PARIS (AP) — Investigators were scrutinizing the recent past of two
brothers with al-Qaida sympathies and a place on the U.S. no-fly list as
a manhunt for the suspects in the newsroom massacre at a satirical
French weekly entered its third day Friday.
Police SWAT teams
swarmed a region north of Paris, fearing a second strike by the
suspects, who are described in a nationwide notice as "armed and
dangerous."
One brother was convicted of terrorism charges in
2008, and survivors of the bloody assault on Charlie Hebdo said the
attackers claimed allegiance to al-Qaida in Yemen. The weekly newspaper
had been repeatedly threatened — and its offices were firebombed in 2011
— after spoofing Islam and depicting the Prophet Muhammad in
caricature.
Heavily armed security forces with air cover moved
along country roads and among old stone buildings.

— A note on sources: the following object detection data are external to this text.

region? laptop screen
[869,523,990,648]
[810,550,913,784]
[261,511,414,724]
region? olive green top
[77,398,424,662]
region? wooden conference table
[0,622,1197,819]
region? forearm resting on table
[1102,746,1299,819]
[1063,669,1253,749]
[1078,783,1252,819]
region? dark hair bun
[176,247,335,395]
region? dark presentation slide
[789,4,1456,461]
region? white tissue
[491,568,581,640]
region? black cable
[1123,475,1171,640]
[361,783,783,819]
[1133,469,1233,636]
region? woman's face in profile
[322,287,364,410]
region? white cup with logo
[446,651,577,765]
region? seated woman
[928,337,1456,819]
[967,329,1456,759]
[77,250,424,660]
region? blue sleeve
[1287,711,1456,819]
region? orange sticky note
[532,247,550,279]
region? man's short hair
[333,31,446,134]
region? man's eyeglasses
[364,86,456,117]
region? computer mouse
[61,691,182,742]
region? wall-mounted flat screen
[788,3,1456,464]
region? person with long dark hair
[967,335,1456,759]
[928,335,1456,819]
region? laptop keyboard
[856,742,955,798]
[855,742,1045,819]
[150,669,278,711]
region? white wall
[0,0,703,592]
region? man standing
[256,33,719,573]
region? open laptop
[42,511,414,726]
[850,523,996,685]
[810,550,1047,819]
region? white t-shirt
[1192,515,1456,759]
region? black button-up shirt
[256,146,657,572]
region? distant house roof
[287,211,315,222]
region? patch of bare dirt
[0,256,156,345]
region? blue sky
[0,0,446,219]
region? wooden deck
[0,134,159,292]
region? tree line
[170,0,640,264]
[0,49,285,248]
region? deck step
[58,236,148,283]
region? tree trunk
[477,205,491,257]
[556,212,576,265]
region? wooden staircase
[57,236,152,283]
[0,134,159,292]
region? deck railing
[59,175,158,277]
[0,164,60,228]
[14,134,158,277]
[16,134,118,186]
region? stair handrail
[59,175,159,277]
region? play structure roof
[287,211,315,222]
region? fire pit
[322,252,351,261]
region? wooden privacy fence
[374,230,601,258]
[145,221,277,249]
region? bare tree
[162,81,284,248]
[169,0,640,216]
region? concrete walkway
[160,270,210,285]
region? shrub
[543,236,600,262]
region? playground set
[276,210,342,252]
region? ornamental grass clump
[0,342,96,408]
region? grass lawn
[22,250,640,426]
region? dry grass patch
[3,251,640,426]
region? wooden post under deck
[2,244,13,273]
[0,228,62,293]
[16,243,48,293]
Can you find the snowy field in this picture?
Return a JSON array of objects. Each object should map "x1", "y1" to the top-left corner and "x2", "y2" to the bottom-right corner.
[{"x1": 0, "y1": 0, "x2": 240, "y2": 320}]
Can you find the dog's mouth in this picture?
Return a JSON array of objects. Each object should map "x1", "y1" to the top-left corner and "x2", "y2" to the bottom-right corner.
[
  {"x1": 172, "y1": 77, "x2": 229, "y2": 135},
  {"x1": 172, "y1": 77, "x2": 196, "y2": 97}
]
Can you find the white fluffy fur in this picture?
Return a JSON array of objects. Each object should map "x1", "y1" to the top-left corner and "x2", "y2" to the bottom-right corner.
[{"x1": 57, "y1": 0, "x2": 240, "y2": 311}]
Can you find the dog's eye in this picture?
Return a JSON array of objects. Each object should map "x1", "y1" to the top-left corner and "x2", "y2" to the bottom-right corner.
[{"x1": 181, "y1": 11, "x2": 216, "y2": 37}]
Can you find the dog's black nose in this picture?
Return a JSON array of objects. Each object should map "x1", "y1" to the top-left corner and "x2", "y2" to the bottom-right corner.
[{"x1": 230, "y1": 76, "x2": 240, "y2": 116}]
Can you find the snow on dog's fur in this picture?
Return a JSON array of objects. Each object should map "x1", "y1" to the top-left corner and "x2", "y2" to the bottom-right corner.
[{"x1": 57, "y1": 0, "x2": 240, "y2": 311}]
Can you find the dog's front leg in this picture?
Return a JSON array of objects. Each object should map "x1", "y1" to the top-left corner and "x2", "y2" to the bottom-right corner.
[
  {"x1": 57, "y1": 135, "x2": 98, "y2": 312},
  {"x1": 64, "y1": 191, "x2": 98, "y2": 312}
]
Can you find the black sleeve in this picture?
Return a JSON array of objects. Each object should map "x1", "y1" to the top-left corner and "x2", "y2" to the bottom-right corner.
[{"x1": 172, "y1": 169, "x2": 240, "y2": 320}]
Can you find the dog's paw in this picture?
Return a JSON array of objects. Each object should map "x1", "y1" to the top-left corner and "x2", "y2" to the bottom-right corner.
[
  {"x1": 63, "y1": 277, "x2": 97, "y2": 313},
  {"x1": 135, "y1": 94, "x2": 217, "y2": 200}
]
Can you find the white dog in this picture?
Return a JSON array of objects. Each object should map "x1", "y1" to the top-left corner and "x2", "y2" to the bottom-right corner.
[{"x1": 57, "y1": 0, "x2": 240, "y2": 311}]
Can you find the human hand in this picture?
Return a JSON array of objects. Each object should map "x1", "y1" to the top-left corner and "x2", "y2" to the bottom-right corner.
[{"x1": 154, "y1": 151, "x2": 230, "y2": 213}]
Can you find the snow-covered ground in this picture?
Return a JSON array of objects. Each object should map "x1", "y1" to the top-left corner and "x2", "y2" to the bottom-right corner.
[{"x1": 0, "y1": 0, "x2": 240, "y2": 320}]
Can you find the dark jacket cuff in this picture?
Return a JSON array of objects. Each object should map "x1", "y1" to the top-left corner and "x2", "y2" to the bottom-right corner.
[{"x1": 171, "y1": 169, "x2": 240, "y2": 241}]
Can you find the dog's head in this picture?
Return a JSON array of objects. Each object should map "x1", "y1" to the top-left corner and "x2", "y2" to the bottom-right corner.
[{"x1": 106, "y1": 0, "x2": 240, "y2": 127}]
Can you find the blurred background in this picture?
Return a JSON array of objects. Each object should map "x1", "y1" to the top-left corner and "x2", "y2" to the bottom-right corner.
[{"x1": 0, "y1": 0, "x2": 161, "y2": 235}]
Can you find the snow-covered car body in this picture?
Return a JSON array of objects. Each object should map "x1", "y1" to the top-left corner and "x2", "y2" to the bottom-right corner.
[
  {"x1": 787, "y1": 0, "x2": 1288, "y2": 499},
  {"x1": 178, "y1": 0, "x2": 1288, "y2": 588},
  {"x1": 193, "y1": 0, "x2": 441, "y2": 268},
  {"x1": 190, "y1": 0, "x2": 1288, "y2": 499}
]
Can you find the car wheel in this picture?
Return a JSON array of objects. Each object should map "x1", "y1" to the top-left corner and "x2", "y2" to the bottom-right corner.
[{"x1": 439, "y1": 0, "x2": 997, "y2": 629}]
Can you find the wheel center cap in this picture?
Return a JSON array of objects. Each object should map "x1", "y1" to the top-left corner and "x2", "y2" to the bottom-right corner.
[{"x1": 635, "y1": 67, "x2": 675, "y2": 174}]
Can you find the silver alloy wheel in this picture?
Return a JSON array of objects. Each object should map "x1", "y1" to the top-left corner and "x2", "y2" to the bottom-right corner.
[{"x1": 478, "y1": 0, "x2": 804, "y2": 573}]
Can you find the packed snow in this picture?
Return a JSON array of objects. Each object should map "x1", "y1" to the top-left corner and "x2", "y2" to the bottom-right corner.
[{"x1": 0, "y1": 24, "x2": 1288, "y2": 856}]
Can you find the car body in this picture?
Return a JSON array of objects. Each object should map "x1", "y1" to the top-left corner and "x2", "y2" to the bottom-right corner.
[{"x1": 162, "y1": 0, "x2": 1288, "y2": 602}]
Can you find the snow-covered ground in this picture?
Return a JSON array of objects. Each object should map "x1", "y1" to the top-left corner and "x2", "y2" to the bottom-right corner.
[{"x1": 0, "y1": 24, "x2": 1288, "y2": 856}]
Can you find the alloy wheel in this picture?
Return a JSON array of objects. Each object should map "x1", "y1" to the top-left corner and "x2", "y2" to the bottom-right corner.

The country's maximum
terror alert was extended from Paris to the northern Picardie region,
focusing on towns that might be safe havens for Cherif Kouachi, 32, and
Said Kouachi, 34.
Prime Minister Manuel Valls said both men were known to intelligence services.
A
senior U.S. official said Thursday the elder Kouachi had traveled to
Yemen, although it was unclear whether he was there to join extremist
groups like al-Qaida in the Arabian Peninsula, which is based there.
The
younger brother, Cherif, was convicted of terrorism charges in 2008 for
his links to a network sending jihadis to fight American forces in
Iraq.
Both were also on the U.S. no-fly list, a senior U.S.
counterterrorism official said. The American officials also spoke on
condition of anonymity because they were not authorized to discuss
foreign intelligence publicly.
French President Francois Hollande called for tolerance after the country's worst terrorist attack in decades.
"France
has been struck directly in the heart of its capital, in a place where
the spirit of liberty — and thus of resistance — breathed freely,"
Hollande said.
Nine people, members of the brothers' entourage,
have been detained for questioning in several regions. In all, 90
people, many of them witnesses to the grisly assault on the satirical
weekly Charlie Hebdo, were questioned for information on the attackers,
Interior Minister Bernard Cazeneuve said in a statement.
The
minister confirmed reports the men were identified by the elder
brother's ID card, left in an abandoned getaway car, a slip that
contrasted with the seeming professionalism of the attack.
A third
suspect, 18-year-old Mourad Hamyd, surrendered at a police station
Wednesday evening after hearing his name linked to the attacks. His
relationship to the Kouachi brothers was unclear.
The Kouachi
brothers — born in Paris to Algerian parents — were well-known to French
counterterrorism authorities. Cherif Kouachi, a former pizza
deliveryman, had appeared in a 2005 French TV documentary on Islamic
extremism and was sentenced to 18 months in prison in 2008 for trying to
join up with fighters battling in Iraq.
Charlie Hebdo had long
drawn threats for its depictions of Islam, although it also satirized
other religions and political figures. The weekly paper had caricatured
the Prophet Muhammad, and a sketch of Islamic State's leader was the
last tweet sent out by the irreverent newspaper, minutes before the
attack. Nothing has been tweeted since.
Eight journalists, two police officers, a maintenance worker and a visitor were killed in the attack.
Charlie Hebdo planned a special edition next week, produced in the offices of another paper.
Editor
Stephane Charbonnier, known as Charb, who was among those slain,
"symbolized secularism ... the combat against fundamentalism," his
companion, Jeannette Bougrab, said on BFM-TV.
"He was ready to die for his ideas," she said.
Authorities
around Europe have warned of the threat posed by the return of Western
jihadis trained in warfare. France counts at least 1,200 citizens in the
war zone in Syria — headed there, returned or dead. Both the Islamic
State group and al-Qaida have threatened France — home to Western
Europe's largest Muslim population.
The French suspect in a deadly
2014 attack on a Jewish museum in Belgium had returned from fighting
with extremists in Syria; and the man who rampaged in southern France in
2012, killing three soldiers and four people at a Jewish school,
received paramilitary training in Pakistan.